Fallon said the latest review had involved “extensive co-ordination” across Whitehall, as well as “significant” external consultation and the involvement of officials from key allies including the United States, France and Germany.
“This review, and the preparations which preceded it, has been conducted without much song and dance,” he said.
“But make no mistake — they have been hugely wide ranging and robust, and the conclusions will be positive, assertive and quite properly strategic.”
"Golden opportunity"
As well as cuts to military personnel totaling some 17,000, the 2010 SDSR set out plans for a major overhaul of the structure of the Armed Forces under the "Future Forces 2020" programme, and called for a reduction in the UK’s aircraft carrier capability.
The new SDSR is being carried out against a more benign budgetary backdrop for the Ministry of Defence, with chancellor George Osborne announcing in the summer Budget that MoD spending would rise by 0.5% in real-terms over the parliament. The UK will also meet a commitment agreed by members of the Nato military alliance to spend 2% of GDP on defence.
Pressed on whether the 2015 review would continue to prioritise cost concerns over strategic ones, Fallon talked up the impact of the chancellor’s latest commitments.
“It’s being conducted against a budget that’s going to increased,” he said.
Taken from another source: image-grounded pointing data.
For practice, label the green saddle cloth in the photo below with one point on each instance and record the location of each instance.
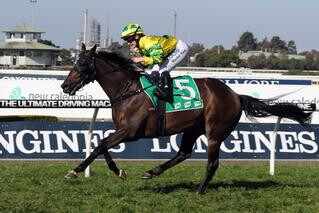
(185, 93)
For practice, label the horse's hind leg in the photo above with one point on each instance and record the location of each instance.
(215, 136)
(185, 151)
(212, 164)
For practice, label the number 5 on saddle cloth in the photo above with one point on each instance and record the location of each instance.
(185, 97)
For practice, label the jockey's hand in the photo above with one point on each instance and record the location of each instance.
(137, 59)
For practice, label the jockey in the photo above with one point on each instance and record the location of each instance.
(160, 53)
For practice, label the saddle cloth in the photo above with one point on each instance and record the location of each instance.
(185, 93)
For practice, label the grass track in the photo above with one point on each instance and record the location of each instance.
(40, 187)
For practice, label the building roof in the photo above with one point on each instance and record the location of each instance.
(23, 29)
(28, 45)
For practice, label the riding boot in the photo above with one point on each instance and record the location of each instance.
(166, 86)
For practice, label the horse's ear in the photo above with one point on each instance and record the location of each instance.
(92, 50)
(83, 48)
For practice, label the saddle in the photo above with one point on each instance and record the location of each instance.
(163, 97)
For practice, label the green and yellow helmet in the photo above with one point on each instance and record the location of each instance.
(131, 30)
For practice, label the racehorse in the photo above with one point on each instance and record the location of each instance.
(135, 117)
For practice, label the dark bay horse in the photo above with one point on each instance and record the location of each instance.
(134, 115)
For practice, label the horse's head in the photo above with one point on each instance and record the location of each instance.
(82, 73)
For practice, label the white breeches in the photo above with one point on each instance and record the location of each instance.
(173, 59)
“Necessarily, the 2010 review was conducted against a quite different background, a budget that was being reduced, a need to close off a black hole in defence procurement, and the very serious fiscal deficit.
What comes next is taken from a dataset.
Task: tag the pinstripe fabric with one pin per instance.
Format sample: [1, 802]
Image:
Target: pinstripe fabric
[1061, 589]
“That deficit has now been halved, as you know, and the Budget settlement we’ve got gives us a far more favourable environment to look ahead now, to plan the future.
“Coupled with the stability that the 2% [Nato] commitment gives us, we now have a very much underrated commitment to […] enable us to put all of our efficiency savings back into Defence instead of losing them to the Treasury. So we have every incentive to look at new ways of working […] because we reap the entire benefit.”
However, Fallon stressed that the MoD would continue to try and bear down on departmental costs, highlighting a drive for efficiency as one of three priorities for the ministry alongside greater international cooperation and a bid to encourage innovation in the defence industry, including by procuring more equipment through small and medium-sized firms.
“To imagine, somehow, that 2%, alongside a balanced budget and the Levene reforms [of the MoD’s structure and management], marks the end of our journey…would be neither true nor sustainable.
“Indeed it would waste the golden opportunity that the chancellor has given defence: to recycle all future savings into front line capability."